El domingo pasado una avalancha de gente llenaba de tal modo la calle 95 entre 11 y 15, que la Policía de Tránsito se vio obligada a cerrar el acceso de los automóviles.

No se trataba, como podría pensarse, de una protesta por los atascos que produce la construcción del deprimido de la 94, que ya lleva cuatro años largos (restaurar el Templo de Bel en Palmira, una joya de 2.000 años destruida por el EI, llevará cinco). Los cientos de muchachos que hacían colas interminables, y que estuvieron subiendo desde la estación de Transmilenio desde las siete de la mañana, iban por los libros que a 5.000 pesos anunciaba un librero que compra los saldos de las librerías y luego los revende.

Sí. Aunque nadie lo crea, esa horda de jóvenes de barrios apartados —muchos de los cuales no pudieron entrar por la magnitud de las colas— subía con la esperanza de conseguir libros que muy seguramente no pueden comprar en las librerías. No sé si los libros del paisa que puso el negocio —que él presenta como actividad filantrópica— son buenos o malos. Pero este no es el punto. Es lo que este simple evento revela. ¿Será que el problema de la lectura tiene que ver con la carestía de los libros?

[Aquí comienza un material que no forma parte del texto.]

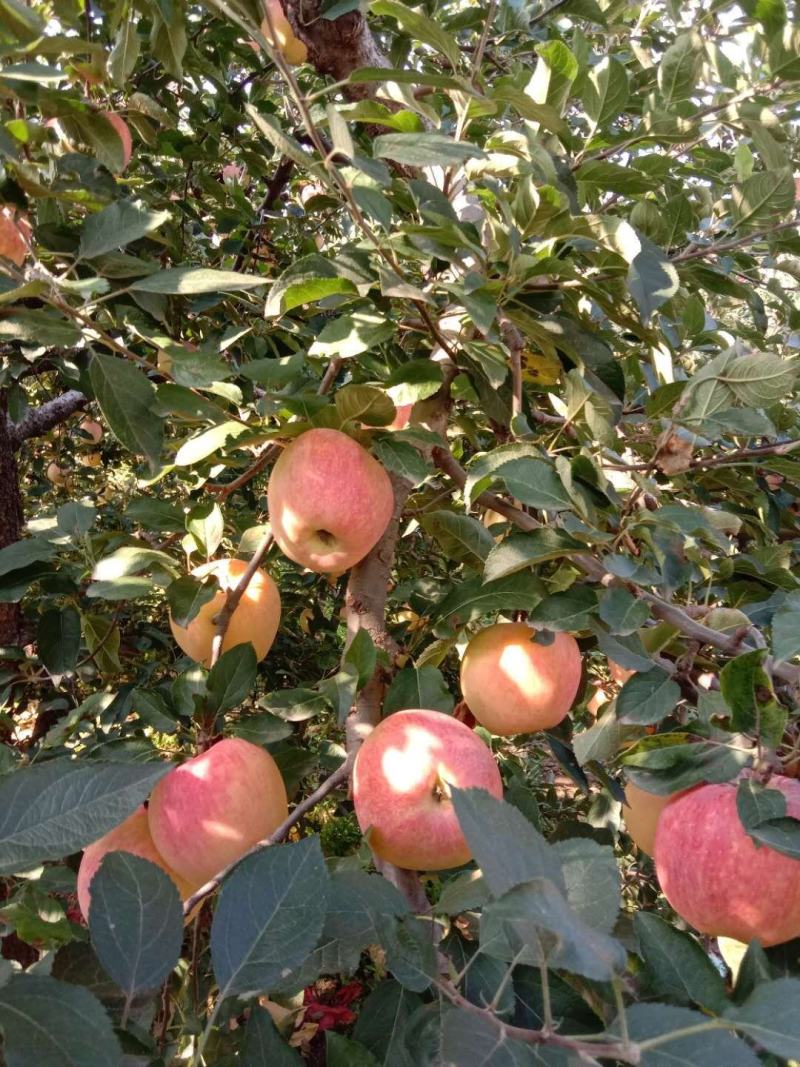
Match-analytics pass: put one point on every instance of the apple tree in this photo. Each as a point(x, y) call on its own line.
point(331, 337)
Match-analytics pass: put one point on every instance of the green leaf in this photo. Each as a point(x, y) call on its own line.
point(118, 224)
point(648, 698)
point(59, 639)
point(565, 611)
point(264, 1045)
point(53, 809)
point(705, 1044)
point(505, 845)
point(748, 691)
point(463, 539)
point(54, 1023)
point(606, 91)
point(474, 598)
point(769, 1016)
point(21, 554)
point(352, 334)
point(362, 656)
point(652, 279)
point(233, 677)
point(521, 551)
point(469, 1038)
point(677, 72)
point(677, 968)
point(413, 381)
point(425, 149)
point(191, 281)
point(136, 922)
point(269, 917)
point(187, 595)
point(127, 399)
point(418, 687)
point(402, 459)
point(125, 52)
point(341, 1051)
point(623, 612)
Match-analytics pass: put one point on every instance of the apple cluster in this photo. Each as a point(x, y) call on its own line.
point(330, 502)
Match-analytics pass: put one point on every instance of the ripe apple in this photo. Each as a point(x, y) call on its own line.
point(123, 132)
point(256, 618)
point(401, 787)
point(717, 878)
point(133, 837)
point(93, 429)
point(641, 812)
point(513, 684)
point(58, 475)
point(208, 812)
point(291, 47)
point(329, 500)
point(15, 234)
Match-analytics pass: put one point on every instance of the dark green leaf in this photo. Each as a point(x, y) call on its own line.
point(136, 922)
point(53, 809)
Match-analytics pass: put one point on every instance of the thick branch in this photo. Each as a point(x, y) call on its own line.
point(337, 778)
point(594, 569)
point(46, 416)
point(590, 1050)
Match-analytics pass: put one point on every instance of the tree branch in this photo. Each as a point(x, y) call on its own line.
point(46, 416)
point(337, 778)
point(594, 569)
point(222, 620)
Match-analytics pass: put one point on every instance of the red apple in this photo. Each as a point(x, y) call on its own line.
point(208, 812)
point(256, 618)
point(716, 877)
point(401, 787)
point(641, 812)
point(329, 499)
point(133, 837)
point(513, 684)
point(15, 236)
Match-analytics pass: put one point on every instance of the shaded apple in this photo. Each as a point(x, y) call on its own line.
point(513, 684)
point(329, 500)
point(401, 787)
point(208, 812)
point(255, 620)
point(133, 837)
point(716, 877)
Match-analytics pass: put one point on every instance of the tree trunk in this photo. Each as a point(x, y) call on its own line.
point(11, 519)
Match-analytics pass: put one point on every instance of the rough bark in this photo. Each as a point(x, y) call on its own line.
point(38, 420)
point(11, 519)
point(336, 48)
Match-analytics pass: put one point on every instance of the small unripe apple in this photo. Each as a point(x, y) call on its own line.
point(329, 500)
point(514, 684)
point(725, 620)
point(714, 874)
point(133, 837)
point(292, 49)
point(255, 620)
point(619, 674)
point(56, 474)
point(641, 812)
point(93, 429)
point(401, 787)
point(15, 234)
point(208, 812)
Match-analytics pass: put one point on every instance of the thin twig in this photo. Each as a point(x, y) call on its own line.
point(339, 776)
point(222, 620)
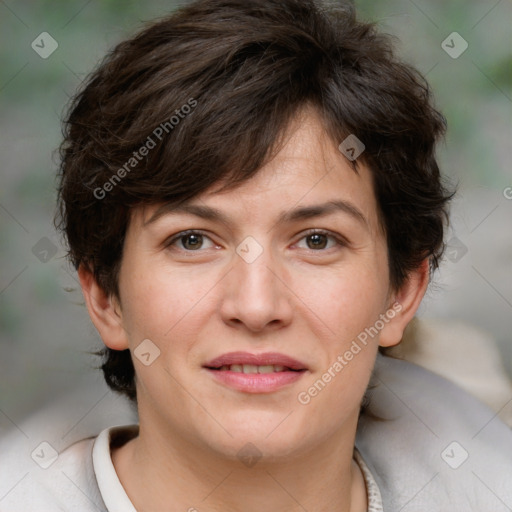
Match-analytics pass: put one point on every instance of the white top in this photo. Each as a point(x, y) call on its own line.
point(114, 495)
point(83, 478)
point(434, 448)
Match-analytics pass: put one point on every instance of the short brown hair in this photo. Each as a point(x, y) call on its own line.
point(244, 67)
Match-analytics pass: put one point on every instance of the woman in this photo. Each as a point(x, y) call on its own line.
point(251, 197)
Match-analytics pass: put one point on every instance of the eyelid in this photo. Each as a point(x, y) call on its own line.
point(339, 239)
point(174, 238)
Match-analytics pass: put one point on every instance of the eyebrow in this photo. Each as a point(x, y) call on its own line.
point(301, 213)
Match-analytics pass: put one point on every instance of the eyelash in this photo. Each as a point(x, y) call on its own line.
point(337, 239)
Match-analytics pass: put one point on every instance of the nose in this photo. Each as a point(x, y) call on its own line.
point(256, 294)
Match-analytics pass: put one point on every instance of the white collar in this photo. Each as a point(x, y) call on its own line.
point(116, 499)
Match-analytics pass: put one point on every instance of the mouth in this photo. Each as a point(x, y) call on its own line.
point(255, 373)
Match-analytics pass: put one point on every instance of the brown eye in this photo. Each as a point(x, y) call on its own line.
point(192, 242)
point(317, 241)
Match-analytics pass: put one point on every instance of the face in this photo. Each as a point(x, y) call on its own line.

No todo es tan sencillo como decir que lo que pasa es que en Colombia los libros son muy caros. Es ya importante que estos no tengan IVA. Son caros, sin embargo, en relación con el poder adquisitivo de la mayoría. Los importados, ni se diga, por el precio del dólar. En cuanto a los producidos aquí, en sí mismos no lo son tanto, ya que la dinámica del mercado del libro es muy compleja; según los que saben, entre el 30 y el 35% del precio al público se invierte en la producción; entre el 15 y el 20% va para el distribuidor, que se encarga de ponerlos en librerías; un 35% o más es para los libreros; y un triste 10% para el escritor, sin el cual no existiría lo demás. Como dijo en estos días el escritor Aguilera Garramuño, “…de verdad que ponerse a escribir novelas es un acto de optimismo radical: gasta uno muchos años en una quimera que podría terminar en la basura o totalmente ignorada”.

Pero todo comienza con la demanda. En un país donde casi nadie lee, toca hacer ediciones pequeñas, que encarecen el libro desde el comienzo. ¿Y por qué no hay demanda? Porque no hay hábitos de lectura. Atérrense: de acuerdo con las investigaciones, la primera razón por la que los colombianos no leen, es porque no les gusta. Y porque sus padres no leen y en la escuela la lectura es una obligación tediosa, en manos de maestros que muchas veces tampoco leen, o que lo que piden a sus alumnos son encasillamientos sin sentido. En conclusión: muchos jóvenes que leen no tienen recursos y difícilmente pueden comprar libros. Y la mayoría no se engancha a la lectura porque el sistema de enseñanza falla a la hora de seducirlos. Por todo esto, resultan tan importantes las iniciativas de los Ministerios de Educación y de Cultura, que le están apostando a la capacitación de maestros, al crecimiento de la Red de Bibliotecas Públicas, y a la campaña Leer es mi cuento. A ver si algún día esto cambia.